Here they come, the McMansions and the hummers converted to bio-diesel. Next they will be sending the clip board hippies around to tell those of us that have lived out here what we need to do.

jump to top Uncle Mike says:

it's "porte cochere"

LA: Thanks.

jump to top Anonymous says:

"Here they come, the McMansions and the hummers converted to bio-diesel. Next they will be sending the clip board hippies around to tell those of us that have lived out here what we need to do."

Christ, that's the last thing we need. I've lived this way for 30-something years, and if I had some biodiesel hummer-driving new-green person come knocking at my door, I'd be torn between pulling out the pump gun or setting the dogs on them. Lord knows, I don't want the dogs to get indigestion.

--Hawk

jump to top James Rosse says:

Great post--buying local and living a traditional lifestyle is the only alternative to the consume-and-throw modern lifestyle.

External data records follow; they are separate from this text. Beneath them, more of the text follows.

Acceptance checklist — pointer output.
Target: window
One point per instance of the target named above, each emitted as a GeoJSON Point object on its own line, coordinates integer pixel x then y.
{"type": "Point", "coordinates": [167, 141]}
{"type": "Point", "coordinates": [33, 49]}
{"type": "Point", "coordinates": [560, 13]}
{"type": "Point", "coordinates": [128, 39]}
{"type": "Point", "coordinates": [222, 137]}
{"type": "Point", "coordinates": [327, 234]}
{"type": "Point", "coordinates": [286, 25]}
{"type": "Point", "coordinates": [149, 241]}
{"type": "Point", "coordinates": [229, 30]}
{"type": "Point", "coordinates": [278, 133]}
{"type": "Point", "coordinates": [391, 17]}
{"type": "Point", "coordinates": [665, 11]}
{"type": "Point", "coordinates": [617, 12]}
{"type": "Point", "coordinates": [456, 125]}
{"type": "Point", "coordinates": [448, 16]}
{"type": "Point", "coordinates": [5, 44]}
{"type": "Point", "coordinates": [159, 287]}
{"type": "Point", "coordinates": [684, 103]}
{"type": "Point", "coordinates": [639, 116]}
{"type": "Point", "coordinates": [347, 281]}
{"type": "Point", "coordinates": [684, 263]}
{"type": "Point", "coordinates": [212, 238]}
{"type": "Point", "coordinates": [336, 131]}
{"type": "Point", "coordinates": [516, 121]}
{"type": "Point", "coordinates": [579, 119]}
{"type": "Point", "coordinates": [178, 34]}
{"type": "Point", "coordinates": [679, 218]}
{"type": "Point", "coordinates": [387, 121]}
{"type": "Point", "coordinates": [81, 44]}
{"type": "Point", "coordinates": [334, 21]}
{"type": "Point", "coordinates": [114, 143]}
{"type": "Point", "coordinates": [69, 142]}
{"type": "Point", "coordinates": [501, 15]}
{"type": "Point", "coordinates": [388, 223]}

What is this post about again? Rich people living on farms in some kind of dispute with less wealthy people living on farms?

jump to top Dave says:

wow, so bad talk some that want to take their hard earned money and head for the hills? What - can only the destitute be true farmers, or only wanna-be hippies pretend to be green? Does that mean we all should live like the tree protesters in Berkeley, instead of enjoying hard the earned cash won enriching society by now working the land?

I will never understand "liberalism", as just when you think it means "equal rights" you come to see it actually is about selectivity, sticking it to those that have got their life together enough to make more than average. wishy-washy if you ask me

jump to top dan rossini says:

"wow, so bad talk some that want to take their hard earned money and head for the hills? What - can only the destitute be true farmers, or only wanna-be hippies pretend to be green? Does that mean we all should live like the tree protesters in Berkeley, instead of enjoying hard the earned cash won enriching society by now working the land?

I will never understand "liberalism", as just when you think it means "equal rights" you come to see it actually is about selectivity, sticking it to those that have got their life together enough to make more than average. wishy-washy if you ask me"

I think it upsets people because it is a perversion of what the real goal is. A reduction in the impact we have on the earth and it's resources. This is just taking the same high consumption life-style and giving it some green-washing.